# reno on new to me trailer



## Elessar (Dec 28, 2011)

I've just purchased a used two horse slant load bumper hitch and the rear door seals are just beginning to fail. One of the seals on both the back doors are beginning to split and crack. I'd like to replace them pretty soon but I can't find anything like them. I was wondering if anyone here had replaced the seals on their trailer might be able to suggest *somewhere I might find this seal.* Pictures to follow...


----------



## horselovinguy (Oct 1, 2013)

Much of what you replace with can be generic one size fits all or manufacturer specific but you can google your trailers particulars and be given many places where those replacement parts can come from.
If you see the rear door seals leaking chances are all seals are compromised so look carefully before placing a order as not all places ship free but many do...shop carefully.
🐴...


----------



## Elessar (Dec 28, 2011)




----------



## Elessar (Dec 28, 2011)

These pictures are from both inside and outside. The major weather seal along the edge of the two doors that face each other when the doors are close are beginning to fail. You can see where I've pulled slightly on the seal and it's splitting. I'm shopping for having trouble finding a replacement.


----------



## horselovinguy (Oct 1, 2013)

Looks like dry-rotting and just age...
If it is in that spot, anyplace you have any type of weather protection seals I would replace...
Windows of all kinds, doors everywhere, roof hatches_ {sometimes cheaper to replace the entire thing as they sun-damage and fall off}_, tack compartment doors....if it moves it often has a gasket of some sort...time to replace is worth protecting your things and making for a quieter ride for the horse with good weather-stripping in place.
🐴...


----------



## Elessar (Dec 28, 2011)

I found the gasket seal call Flap Seal online, manufactured by a company named TrimLok. Now I just gotta find a retailer so I don't have to buy several hundred feet since I only need about 20 feet. I've found an online retailer that sells this seal but it's a wonder that etrailer.com doesn't. I've suggested it to them as a new product...item number 6B100B7X1/8A


----------



## horselovinguy (Oct 1, 2013)

I would suggest doing some independent research before you spend your $$.
I'm skeptical that it is as fantastic as they write of or more companies would be carrying the product in their inventory...
E-trailer is picky in what is sold through them as they stand behind what they sell...

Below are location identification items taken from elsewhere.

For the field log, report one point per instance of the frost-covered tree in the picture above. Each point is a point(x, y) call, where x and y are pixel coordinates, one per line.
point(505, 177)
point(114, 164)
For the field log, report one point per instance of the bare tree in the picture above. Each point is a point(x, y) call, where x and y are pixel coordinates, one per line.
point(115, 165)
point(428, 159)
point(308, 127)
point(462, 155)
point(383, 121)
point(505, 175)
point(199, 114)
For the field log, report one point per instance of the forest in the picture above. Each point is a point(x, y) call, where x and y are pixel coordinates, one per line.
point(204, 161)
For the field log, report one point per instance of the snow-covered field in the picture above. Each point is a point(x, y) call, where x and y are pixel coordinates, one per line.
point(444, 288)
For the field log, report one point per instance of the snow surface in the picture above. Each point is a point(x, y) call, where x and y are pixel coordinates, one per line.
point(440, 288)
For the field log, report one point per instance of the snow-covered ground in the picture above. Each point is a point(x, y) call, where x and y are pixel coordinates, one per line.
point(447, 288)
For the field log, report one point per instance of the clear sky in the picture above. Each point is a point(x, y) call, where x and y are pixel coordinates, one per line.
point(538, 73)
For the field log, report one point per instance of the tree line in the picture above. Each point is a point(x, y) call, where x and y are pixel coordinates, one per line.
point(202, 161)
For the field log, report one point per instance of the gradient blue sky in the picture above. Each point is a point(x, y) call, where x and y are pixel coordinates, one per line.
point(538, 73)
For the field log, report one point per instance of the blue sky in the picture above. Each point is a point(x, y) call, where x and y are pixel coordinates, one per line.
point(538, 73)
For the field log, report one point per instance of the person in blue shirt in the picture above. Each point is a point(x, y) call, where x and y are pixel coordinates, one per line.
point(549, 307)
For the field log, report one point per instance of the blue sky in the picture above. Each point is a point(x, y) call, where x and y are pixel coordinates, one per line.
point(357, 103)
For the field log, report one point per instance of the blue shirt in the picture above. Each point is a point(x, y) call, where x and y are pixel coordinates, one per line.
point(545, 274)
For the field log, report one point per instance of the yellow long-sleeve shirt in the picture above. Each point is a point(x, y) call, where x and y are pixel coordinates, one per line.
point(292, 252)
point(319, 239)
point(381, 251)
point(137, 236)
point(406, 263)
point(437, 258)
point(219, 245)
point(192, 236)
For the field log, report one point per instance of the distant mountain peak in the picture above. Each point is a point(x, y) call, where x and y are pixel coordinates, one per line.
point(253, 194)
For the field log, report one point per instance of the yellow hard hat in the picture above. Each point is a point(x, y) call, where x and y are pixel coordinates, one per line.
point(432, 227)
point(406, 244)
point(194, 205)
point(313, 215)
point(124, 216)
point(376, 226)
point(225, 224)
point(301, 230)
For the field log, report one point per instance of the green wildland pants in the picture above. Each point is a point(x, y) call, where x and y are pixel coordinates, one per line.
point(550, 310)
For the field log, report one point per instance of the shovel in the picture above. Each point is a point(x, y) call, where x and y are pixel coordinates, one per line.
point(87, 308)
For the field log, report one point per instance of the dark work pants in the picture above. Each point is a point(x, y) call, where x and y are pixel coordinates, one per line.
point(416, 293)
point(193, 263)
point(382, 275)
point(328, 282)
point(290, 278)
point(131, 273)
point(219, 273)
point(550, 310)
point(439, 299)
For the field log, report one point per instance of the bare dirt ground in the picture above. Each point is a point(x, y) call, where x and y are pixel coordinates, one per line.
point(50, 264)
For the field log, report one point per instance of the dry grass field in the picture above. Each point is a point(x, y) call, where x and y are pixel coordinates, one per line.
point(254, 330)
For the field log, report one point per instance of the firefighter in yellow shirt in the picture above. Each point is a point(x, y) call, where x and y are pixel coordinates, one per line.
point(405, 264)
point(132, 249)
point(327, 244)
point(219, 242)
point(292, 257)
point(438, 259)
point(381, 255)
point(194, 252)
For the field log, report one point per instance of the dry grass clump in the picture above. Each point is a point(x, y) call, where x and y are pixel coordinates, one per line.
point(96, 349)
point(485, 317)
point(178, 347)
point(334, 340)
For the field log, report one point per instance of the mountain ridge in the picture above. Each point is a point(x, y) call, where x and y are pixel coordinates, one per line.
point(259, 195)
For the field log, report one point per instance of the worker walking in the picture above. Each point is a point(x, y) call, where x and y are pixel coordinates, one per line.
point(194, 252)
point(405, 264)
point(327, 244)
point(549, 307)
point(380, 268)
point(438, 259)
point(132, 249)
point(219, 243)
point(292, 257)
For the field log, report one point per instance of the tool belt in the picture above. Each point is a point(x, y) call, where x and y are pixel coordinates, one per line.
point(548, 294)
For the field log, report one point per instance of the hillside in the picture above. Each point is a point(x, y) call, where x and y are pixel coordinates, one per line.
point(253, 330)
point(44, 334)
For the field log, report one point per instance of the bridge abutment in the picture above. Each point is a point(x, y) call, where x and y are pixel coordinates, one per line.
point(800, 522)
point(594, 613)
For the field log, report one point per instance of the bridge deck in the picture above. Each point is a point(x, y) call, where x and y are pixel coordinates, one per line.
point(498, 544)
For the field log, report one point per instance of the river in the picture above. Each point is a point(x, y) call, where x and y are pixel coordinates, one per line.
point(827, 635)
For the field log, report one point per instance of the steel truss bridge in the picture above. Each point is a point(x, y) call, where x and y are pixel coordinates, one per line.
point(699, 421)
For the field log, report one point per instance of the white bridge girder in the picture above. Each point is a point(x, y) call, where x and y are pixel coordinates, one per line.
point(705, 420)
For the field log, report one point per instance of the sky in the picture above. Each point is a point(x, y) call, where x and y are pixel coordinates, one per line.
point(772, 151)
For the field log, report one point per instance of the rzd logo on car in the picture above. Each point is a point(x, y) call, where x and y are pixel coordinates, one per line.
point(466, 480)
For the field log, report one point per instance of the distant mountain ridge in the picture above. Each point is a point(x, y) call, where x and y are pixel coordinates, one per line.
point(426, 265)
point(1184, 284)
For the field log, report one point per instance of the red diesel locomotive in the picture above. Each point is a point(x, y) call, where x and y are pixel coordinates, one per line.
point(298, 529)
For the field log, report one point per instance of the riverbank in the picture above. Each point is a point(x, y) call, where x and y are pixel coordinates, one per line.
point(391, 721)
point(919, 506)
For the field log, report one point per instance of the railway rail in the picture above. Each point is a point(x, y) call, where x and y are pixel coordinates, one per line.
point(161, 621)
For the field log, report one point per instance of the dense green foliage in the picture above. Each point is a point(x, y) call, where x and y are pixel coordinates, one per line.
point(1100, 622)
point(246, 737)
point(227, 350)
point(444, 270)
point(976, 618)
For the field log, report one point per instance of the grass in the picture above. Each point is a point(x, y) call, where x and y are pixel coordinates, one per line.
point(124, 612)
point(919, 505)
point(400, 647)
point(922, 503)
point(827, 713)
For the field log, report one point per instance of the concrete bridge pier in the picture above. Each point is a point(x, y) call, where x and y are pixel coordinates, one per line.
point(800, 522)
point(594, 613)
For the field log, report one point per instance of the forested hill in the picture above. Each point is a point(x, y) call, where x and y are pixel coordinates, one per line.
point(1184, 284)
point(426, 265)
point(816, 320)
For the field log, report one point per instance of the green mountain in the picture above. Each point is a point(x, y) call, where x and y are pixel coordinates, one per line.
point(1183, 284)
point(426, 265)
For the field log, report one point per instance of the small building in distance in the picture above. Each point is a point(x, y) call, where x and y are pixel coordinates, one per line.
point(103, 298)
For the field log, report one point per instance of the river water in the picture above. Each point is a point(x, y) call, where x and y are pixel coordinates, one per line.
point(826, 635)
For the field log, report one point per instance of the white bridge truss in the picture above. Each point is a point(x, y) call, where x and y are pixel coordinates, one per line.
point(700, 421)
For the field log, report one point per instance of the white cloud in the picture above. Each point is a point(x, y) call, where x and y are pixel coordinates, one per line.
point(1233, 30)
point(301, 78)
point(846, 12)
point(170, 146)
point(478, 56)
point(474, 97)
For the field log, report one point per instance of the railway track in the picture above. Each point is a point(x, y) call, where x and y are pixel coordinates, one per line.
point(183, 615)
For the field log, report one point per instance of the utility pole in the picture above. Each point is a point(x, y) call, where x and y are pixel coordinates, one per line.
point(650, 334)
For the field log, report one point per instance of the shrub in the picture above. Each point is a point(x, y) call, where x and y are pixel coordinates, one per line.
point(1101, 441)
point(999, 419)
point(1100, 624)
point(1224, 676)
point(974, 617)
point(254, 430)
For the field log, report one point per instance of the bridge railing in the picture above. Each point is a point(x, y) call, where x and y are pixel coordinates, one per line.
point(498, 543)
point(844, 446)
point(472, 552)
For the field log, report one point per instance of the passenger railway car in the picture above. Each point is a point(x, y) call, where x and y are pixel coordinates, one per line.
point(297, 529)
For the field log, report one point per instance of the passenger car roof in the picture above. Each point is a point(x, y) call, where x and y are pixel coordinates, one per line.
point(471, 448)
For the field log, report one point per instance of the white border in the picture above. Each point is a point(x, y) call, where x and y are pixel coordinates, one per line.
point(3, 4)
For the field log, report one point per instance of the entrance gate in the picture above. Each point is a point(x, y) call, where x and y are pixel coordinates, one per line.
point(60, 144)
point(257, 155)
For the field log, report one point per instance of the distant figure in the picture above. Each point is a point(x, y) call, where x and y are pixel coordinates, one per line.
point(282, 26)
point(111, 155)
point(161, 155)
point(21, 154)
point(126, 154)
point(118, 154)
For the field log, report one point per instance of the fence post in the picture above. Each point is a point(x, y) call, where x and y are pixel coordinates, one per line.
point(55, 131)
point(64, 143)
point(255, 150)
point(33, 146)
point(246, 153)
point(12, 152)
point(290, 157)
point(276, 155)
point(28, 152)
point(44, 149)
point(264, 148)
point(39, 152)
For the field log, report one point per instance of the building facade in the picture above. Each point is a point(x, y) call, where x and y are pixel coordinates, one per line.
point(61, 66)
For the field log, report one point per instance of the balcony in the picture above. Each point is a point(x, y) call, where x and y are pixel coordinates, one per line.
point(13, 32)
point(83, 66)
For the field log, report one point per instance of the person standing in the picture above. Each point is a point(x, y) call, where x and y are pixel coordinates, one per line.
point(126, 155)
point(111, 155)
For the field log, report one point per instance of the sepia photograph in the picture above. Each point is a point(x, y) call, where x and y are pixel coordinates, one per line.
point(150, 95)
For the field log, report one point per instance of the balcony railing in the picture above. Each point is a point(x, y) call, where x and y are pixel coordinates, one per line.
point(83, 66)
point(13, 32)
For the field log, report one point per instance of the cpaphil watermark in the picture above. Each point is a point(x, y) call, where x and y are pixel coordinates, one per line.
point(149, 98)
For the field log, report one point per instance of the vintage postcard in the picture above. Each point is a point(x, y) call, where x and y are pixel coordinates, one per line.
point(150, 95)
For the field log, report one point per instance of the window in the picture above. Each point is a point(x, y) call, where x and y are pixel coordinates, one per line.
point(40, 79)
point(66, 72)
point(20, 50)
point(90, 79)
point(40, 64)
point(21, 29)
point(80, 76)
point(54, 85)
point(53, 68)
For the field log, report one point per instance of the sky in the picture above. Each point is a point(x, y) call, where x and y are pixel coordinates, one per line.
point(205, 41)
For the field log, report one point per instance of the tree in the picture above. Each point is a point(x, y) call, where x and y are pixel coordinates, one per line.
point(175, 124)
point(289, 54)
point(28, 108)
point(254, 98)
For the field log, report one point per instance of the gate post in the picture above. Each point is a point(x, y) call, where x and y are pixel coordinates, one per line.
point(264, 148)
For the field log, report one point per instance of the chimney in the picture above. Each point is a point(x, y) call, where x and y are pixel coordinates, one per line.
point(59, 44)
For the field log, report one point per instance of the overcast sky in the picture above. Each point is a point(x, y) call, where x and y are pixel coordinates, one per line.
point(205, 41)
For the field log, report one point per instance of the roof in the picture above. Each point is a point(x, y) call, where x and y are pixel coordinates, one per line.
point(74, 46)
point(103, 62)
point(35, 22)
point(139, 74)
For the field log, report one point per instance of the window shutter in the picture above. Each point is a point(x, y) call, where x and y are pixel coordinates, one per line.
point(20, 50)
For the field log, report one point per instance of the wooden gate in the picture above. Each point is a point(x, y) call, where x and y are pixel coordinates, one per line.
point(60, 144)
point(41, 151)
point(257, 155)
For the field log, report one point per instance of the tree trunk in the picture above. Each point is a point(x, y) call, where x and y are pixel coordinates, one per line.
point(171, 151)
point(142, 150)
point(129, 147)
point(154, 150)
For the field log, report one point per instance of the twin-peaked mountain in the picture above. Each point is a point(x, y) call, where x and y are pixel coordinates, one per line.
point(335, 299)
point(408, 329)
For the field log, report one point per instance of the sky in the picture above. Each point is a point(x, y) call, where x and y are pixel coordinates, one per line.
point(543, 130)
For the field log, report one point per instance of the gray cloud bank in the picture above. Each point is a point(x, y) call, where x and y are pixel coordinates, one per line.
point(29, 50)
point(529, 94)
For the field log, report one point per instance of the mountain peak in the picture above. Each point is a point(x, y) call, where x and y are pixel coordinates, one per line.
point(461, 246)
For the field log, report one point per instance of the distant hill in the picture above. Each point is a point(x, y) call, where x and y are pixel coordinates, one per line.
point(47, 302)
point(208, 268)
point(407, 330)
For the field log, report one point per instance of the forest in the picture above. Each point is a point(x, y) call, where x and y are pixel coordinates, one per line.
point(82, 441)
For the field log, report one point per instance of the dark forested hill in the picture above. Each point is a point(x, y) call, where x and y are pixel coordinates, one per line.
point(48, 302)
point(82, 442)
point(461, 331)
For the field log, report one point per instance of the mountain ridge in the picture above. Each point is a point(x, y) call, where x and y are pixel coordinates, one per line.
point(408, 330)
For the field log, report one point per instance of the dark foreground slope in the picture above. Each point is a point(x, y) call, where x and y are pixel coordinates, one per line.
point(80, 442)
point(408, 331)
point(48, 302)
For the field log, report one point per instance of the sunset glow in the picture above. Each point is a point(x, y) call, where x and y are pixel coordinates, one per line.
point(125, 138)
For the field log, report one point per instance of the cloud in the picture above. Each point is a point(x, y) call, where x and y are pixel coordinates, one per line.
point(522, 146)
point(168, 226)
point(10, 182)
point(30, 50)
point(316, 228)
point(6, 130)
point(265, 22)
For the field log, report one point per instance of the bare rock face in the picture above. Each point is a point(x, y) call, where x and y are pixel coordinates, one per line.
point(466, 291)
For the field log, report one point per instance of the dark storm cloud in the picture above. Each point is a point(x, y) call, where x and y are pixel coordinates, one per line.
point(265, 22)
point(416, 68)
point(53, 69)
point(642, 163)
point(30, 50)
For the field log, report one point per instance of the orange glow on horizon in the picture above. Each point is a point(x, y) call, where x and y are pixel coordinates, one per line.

Make sure you have glowing accolades from several places and yes, there should also be grumping consumers as no product works for every application every-time....
Do some of your own homework before spending and "regretting".....
Good luck.
🐴...


----------



## george the mule (Dec 7, 2014)

Hi Elessar

I can't help you with specifics, but there are two places I can suggest where you might look for a suitable substitute.
For a retail store, probably your best bet would be Ace Hardware.
On-line, try McMaster Carr. If it exists, they probably list it in their catalog . . . But as far as _finding_ it, patience and persistence are virtues  
Good Luck!

Steve


----------